With her family standing behind her, a shaking and tearful Knox, 22, watched the three men and three women of the jury and two judges file in after 12 hours of deliberation, their faces unreadable, as they had been throughout most of the 11-month trial. As the judge read the guilty verdict, Sollecito's stepmother began to sob loudly and then shouted "Va fancula," "F___ you" in Italian. That alarm, rather than the judge's actual words, first indicated Knox's fate to her family, because none of them speak Italian.

The jury sentenced Knox to 26 years and Sollecito to 25 years, less than a life sentence and with a period of isolation the prosecutor had requested; Knox may have received the extra year for the added conviction of slander for having initially accused a local bar owner of the murder. As she was led back to prison, Knox's wails could be heard through the brick walls of the medieval court building. Sollecito, who throughout the trial had been more emotional than Knox, went pale but did not react.

Eleven hours later, the Kercher family held a press conference in Perugia to thank the Italian prosecutors and police. Like the Knoxes, the Kerchers don't speak Italian, and an interpreter from the British consulate helped them respond to Italian reporters.

"I think the best way to say it is, we are very satisfied with the verdict," said John Kercher Jr., seated between his parents and Meredith's other surviving siblings Lyle and Stephanie. "Ultimately, we are pleased with the decision, but it's not time for celebration. We are gathered here because our sister was brutally murdered, taken away from us."

In recent days, defense lawyers had aggressively attacked both the validity of the material evidence in the case and the prosecution's lively theory of a "sex game gone wrong," but the Kercher family expressed no doubts. "I would say if the evidence has been presented, then you have to agree with that," said Arline Kercher, Meredith's mother. "At the end of the day, you have to go on the evidence. There is nothing else."

Knox's family and other supporters, however, say the evidence against her didn't amount to much. The theory that Knox hated Kercher and motivated two male admirers, Sollecito and Rudy Guede (already convicted in a separate trial of the murder), to restrain and sexually assault Kercher, while Knox drove a knife into her neck, was largely circumstantial. Guede's footprints and handprints were on the bloody scene and his DNA inside the sexually assaulted victim, but almost no similarly incriminating evidence linked the two students to the crime scene.

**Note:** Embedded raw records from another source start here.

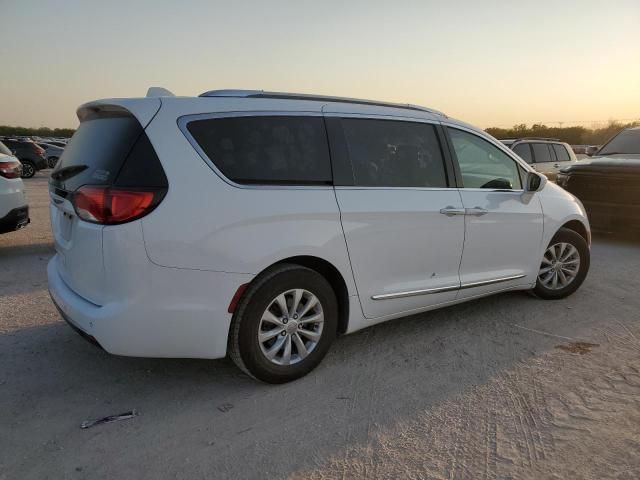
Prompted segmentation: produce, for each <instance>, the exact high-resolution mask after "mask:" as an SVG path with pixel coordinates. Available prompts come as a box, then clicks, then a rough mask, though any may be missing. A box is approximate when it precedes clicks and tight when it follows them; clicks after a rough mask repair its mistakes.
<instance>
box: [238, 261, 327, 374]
mask: <svg viewBox="0 0 640 480" xmlns="http://www.w3.org/2000/svg"><path fill="white" fill-rule="evenodd" d="M337 323H338V305H337V300H336V296H335V293H334V291H333V289H332V288H331V285H329V283H328V282H327V280H326V279H325V278H324V277H323V276H322V275H320V274H319V273H317V272H316V271H314V270H311V269H308V268H305V267H301V266H298V265H289V264H283V265H279V266H277V267H276V268H274V269H272V270H270V271H267V272H265V274H263V275H261V276H259V277H258V278H256V279H255V280H254V282H253V283H252V284H251V285H250V286H249V288H248V289H247V291H246V292H245V294H244V295H243V297H242V300H241V301H240V303H239V305H238V308H237V310H236V312H235V314H234V316H233V320H232V322H231V329H230V332H229V353H230V356H231V358H232V360H233V361H234V362H235V363H236V365H238V367H240V368H241V369H242V370H243V371H244V372H246V373H248V374H249V375H251V376H252V377H254V378H257V379H258V380H262V381H264V382H268V383H284V382H288V381H291V380H295V379H297V378H300V377H302V376H304V375H306V374H307V373H309V372H310V371H311V370H313V369H314V368H315V367H316V366H317V365H318V364H319V363H320V361H321V360H322V358H323V357H324V356H325V355H326V353H327V351H328V350H329V347H330V345H331V343H332V342H333V339H334V338H335V335H336V328H337Z"/></svg>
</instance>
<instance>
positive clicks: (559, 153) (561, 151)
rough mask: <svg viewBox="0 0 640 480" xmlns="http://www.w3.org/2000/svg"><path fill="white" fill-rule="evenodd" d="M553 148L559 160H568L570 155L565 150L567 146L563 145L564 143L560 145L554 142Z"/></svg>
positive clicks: (568, 159)
mask: <svg viewBox="0 0 640 480" xmlns="http://www.w3.org/2000/svg"><path fill="white" fill-rule="evenodd" d="M553 149H554V150H555V152H556V157H557V158H558V161H559V162H568V161H569V160H571V157H570V156H569V152H568V151H567V147H565V146H564V145H560V144H559V143H554V144H553Z"/></svg>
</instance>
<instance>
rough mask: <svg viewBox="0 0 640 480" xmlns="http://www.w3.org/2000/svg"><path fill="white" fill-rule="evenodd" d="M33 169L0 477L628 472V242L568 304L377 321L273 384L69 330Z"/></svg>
mask: <svg viewBox="0 0 640 480" xmlns="http://www.w3.org/2000/svg"><path fill="white" fill-rule="evenodd" d="M46 174H47V171H45V172H41V173H39V174H38V175H37V176H36V177H35V178H34V179H31V180H27V181H26V185H27V189H28V196H29V201H30V205H31V212H32V213H31V215H32V221H33V223H32V224H31V225H30V226H29V227H28V228H26V229H25V230H22V231H20V232H16V233H12V234H7V235H2V236H0V480H9V479H18V478H20V479H30V478H34V479H44V478H54V479H58V478H71V479H75V478H78V479H80V478H87V479H96V478H136V479H146V478H148V479H160V478H171V479H199V478H203V479H204V478H208V479H214V478H215V479H221V478H299V479H306V478H317V479H329V478H343V479H345V478H390V479H397V478H409V479H413V478H415V479H423V478H424V479H426V478H434V479H454V478H470V479H480V478H500V479H506V478H532V479H541V478H557V479H563V478H593V479H601V478H616V479H636V478H640V296H639V295H638V291H639V290H640V239H639V240H638V241H637V242H633V241H629V240H625V241H622V240H616V239H613V238H610V237H596V239H595V241H594V244H593V252H592V255H593V257H592V266H591V272H590V274H589V276H588V278H587V280H586V282H585V283H584V285H583V287H582V288H581V289H580V290H579V291H578V292H577V293H576V294H574V295H573V296H571V297H570V298H568V299H566V300H561V301H556V302H544V301H541V300H536V299H534V298H532V297H529V296H528V295H526V294H523V293H511V294H503V295H499V296H495V297H491V298H486V299H483V300H479V301H475V302H472V303H467V304H464V305H459V306H455V307H451V308H447V309H444V310H440V311H436V312H431V313H428V314H422V315H417V316H414V317H410V318H407V319H403V320H398V321H395V322H391V323H386V324H382V325H379V326H376V327H372V328H369V329H367V330H364V331H362V332H359V333H356V334H354V335H350V336H346V337H342V338H340V339H338V340H337V341H336V343H335V345H334V347H333V349H332V350H331V352H330V353H329V355H328V356H327V358H326V359H325V360H324V362H323V363H322V364H321V365H320V367H319V368H318V369H317V370H315V371H314V372H312V373H311V374H310V375H308V376H307V377H305V378H303V379H301V380H299V381H297V382H294V383H290V384H287V385H281V386H271V385H265V384H261V383H256V382H255V381H253V380H251V379H249V378H247V377H246V376H244V375H242V374H241V373H239V371H238V370H237V369H236V368H235V367H234V366H233V364H232V363H231V362H230V361H228V360H217V361H204V360H155V359H135V358H122V357H115V356H111V355H108V354H106V353H104V352H102V351H100V350H98V349H97V348H95V347H93V346H92V345H90V344H88V343H87V342H85V341H84V340H82V339H81V338H80V337H79V336H78V335H77V334H76V333H74V332H73V331H72V330H71V329H70V328H69V327H67V325H66V324H65V323H64V322H63V321H62V320H61V319H60V317H59V316H58V313H57V312H56V310H55V308H54V307H53V305H52V303H51V301H50V299H49V296H48V294H47V282H46V275H45V266H46V262H47V260H48V259H49V258H50V257H51V256H52V255H53V245H52V240H51V235H50V233H49V222H48V212H47V202H48V198H47V184H46V181H47V179H46ZM132 409H136V410H137V411H138V412H139V416H136V417H134V418H132V419H130V420H124V421H121V422H117V423H111V424H107V425H99V426H95V427H93V428H89V429H84V430H83V429H81V428H80V424H81V423H82V422H83V421H85V420H90V419H95V418H100V417H103V416H106V415H112V414H118V413H122V412H126V411H129V410H132Z"/></svg>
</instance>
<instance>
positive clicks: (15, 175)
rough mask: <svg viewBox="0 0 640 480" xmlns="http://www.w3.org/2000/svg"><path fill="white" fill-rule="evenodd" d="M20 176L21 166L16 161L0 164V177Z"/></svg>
mask: <svg viewBox="0 0 640 480" xmlns="http://www.w3.org/2000/svg"><path fill="white" fill-rule="evenodd" d="M20 175H22V164H21V163H20V162H18V161H16V160H11V161H9V162H0V177H4V178H20Z"/></svg>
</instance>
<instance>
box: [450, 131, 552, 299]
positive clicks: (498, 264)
mask: <svg viewBox="0 0 640 480" xmlns="http://www.w3.org/2000/svg"><path fill="white" fill-rule="evenodd" d="M448 132H449V138H450V139H451V144H452V146H453V151H454V154H455V157H456V158H455V160H456V161H457V165H458V168H459V173H460V177H461V182H462V185H460V187H461V188H460V194H461V196H462V203H463V205H464V207H465V212H466V215H465V224H466V230H465V242H464V252H463V254H462V261H461V263H460V282H461V288H460V293H459V295H458V298H464V297H471V296H474V295H481V294H484V293H488V292H493V291H498V290H501V289H506V288H511V287H516V286H519V285H526V284H533V283H535V281H536V275H537V271H538V266H539V258H538V252H539V251H540V243H541V241H542V227H543V225H542V221H543V218H542V208H541V205H540V202H539V200H538V198H537V197H536V194H535V193H525V192H524V191H523V187H522V179H523V177H524V173H525V172H524V169H523V168H522V167H521V166H520V165H519V164H518V163H517V162H516V161H515V160H514V159H513V158H511V157H510V156H509V155H507V154H506V153H505V152H504V151H503V150H502V149H500V148H498V147H497V146H496V145H494V144H492V143H491V142H489V141H488V140H487V139H484V138H481V137H480V136H479V135H476V134H474V133H471V132H469V131H465V130H461V129H457V128H452V127H449V128H448Z"/></svg>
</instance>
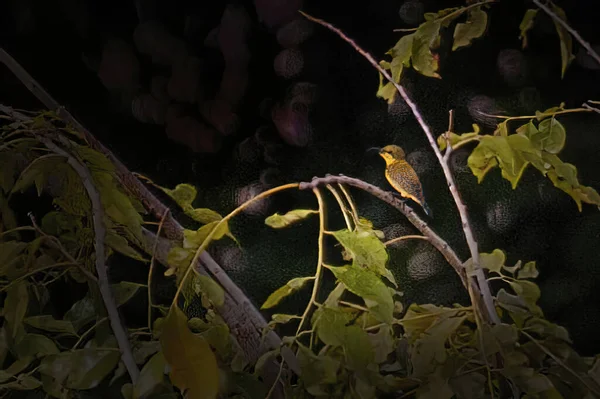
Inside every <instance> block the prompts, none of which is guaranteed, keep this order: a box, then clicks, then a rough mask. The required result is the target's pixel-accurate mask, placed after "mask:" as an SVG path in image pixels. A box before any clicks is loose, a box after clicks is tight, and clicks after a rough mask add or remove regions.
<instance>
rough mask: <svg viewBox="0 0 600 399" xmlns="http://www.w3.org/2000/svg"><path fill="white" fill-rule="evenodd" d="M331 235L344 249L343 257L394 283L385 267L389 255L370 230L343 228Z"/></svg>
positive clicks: (378, 238)
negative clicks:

The most serious material evidence against Knox and Sollecito came down to two elements: a microscopic speck of Sollecito's DNA on a bra clasp that was apparently torn off Kercher's back during the savage attack and another microscopic speck of biological substance compatible with Kercher on a kitchen knife picked by police at random from Sollecito's drawers after his arrest, with Knox's DNA on the handle. Prosecutors say the two college students walked the knife back to Sollecito's house after spending a sleepless night at the crime scene scrubbing away their tracks. Defense lawyers presented experts who said the amounts of biological material were too small to be verified, and could have been the result of contamination either at the crime scene or in the lab.

Key elements such as motive and even timing shifted during the trial. During closing arguments, prosecutors changed the estimated time of death, pushing it two hours later in order to better match the account of a homeless man who came forward months after the arrests and claimed to have seen Sollecito and Knox hovering near the house where Kercher was stabbed to death on the night after Halloween 2007. Knox lived in the house, while Sollecito's apartment was a five-minute walk away. Prosecutor Giuliano Mignini, in rebuttal arguments, reminded the judges and jurors that if they decided to acquit the two students, they would be reversing opinions by more than 10 preliminary judges and magistrates who had accepted his theory during the investigation.